North Dakota University System leader comes out against sports betting bill

North Dakota State takes the field for the NCAA Division I FCS championship game at Toyota Stadium in Frisco, Texas, on Saturday, Jan. 5, 2019. After winning seven FCS titles in eight seasons, the Bison were invited to the White House. David Samson / The Forum

BISMARCK — The head of the North Dakota University System came out against a proposal to allow betting on collegiate sports Thursday, March 7, warning it could lead to tampering with athletic events and put added pressure on student athletes.

The state House passed a bill last month allowing wagers on the outcome of professional and collegiate events through charitable gaming organizations. Its introduction followed a 2018 U.S. Supreme Court decision rendering a federal law that largely banned sports betting unconstitutional.

NDUS Chancellor Mark Hagerott testified against the bill when it went before a Senate committee Thursday, days after conferring with campus presidents who were unanimous in their opposition to the proposal. He said in an interview afterward that student athletes are “vulnerable” in part because of their accessibility to people who would bet on games.

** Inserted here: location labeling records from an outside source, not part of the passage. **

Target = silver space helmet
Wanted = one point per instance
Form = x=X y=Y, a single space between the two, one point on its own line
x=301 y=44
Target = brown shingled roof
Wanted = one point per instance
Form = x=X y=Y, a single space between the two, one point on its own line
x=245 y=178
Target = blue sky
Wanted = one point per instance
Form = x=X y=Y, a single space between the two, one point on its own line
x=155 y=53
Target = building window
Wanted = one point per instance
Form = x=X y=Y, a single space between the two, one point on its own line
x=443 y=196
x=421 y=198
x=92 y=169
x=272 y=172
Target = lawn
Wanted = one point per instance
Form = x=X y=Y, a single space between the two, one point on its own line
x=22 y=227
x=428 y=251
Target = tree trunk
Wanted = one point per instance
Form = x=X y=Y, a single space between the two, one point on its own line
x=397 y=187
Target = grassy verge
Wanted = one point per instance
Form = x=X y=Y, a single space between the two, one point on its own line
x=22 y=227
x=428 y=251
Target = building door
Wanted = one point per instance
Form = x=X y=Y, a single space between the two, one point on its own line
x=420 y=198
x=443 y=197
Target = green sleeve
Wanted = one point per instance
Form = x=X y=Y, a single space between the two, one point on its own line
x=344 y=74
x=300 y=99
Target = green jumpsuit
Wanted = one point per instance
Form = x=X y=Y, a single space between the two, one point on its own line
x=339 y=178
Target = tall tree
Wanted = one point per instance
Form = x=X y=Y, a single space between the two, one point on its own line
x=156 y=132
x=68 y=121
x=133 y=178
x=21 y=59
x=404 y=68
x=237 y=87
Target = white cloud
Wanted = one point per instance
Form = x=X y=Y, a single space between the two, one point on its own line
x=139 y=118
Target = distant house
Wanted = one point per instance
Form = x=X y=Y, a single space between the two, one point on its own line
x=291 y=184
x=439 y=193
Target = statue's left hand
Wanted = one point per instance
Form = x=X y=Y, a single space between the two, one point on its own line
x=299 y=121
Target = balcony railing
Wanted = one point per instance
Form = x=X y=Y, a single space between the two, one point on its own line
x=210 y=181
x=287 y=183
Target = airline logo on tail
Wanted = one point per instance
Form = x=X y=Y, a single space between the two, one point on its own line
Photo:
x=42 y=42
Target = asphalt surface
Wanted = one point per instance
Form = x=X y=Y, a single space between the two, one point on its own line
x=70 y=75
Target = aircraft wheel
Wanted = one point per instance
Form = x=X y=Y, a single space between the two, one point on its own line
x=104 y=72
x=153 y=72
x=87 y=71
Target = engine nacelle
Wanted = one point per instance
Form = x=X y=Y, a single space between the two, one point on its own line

“We would like to protect the student athletes here," Hagerott said.

The bill’s primary sponsor, Bismarck Republican Rep. Jason Dockter, said he wasn’t concerned about tampering or corruption scandals. He said the bill would simply legalize an activity that’s already taking place.


Dockter expected legal collegiate betting to only be available for major collegiate sports, perhaps extending to the University of North Dakota men's hockey or North Dakota State University football teams rather than smaller programs. He noted the men's basketball tournament known as "March Madness" would fall under sports betting.

"The whole intent is major college sports and professional (sports)," Dockter said.

UND Athletics Director Bill Chaves previously said student athletes would still be required to follow NCAA prohibitions on collegiate sports gambling even if state law allows it.

The NCAA "opposes all forms of legal and illegal sports wagering, which has the potential to undermine the integrity of sports contests and jeopardizes the welfare of student-athletes and the intercollegiate athletics community," according to its website.

A charitable gaming official previously said Dockter's bill would provide organizations a new revenue source but was unsure how much money it would bring in.

The Senate Government and Veterans Affairs Committee didn't take action on the bill Thursday, according to a committee member.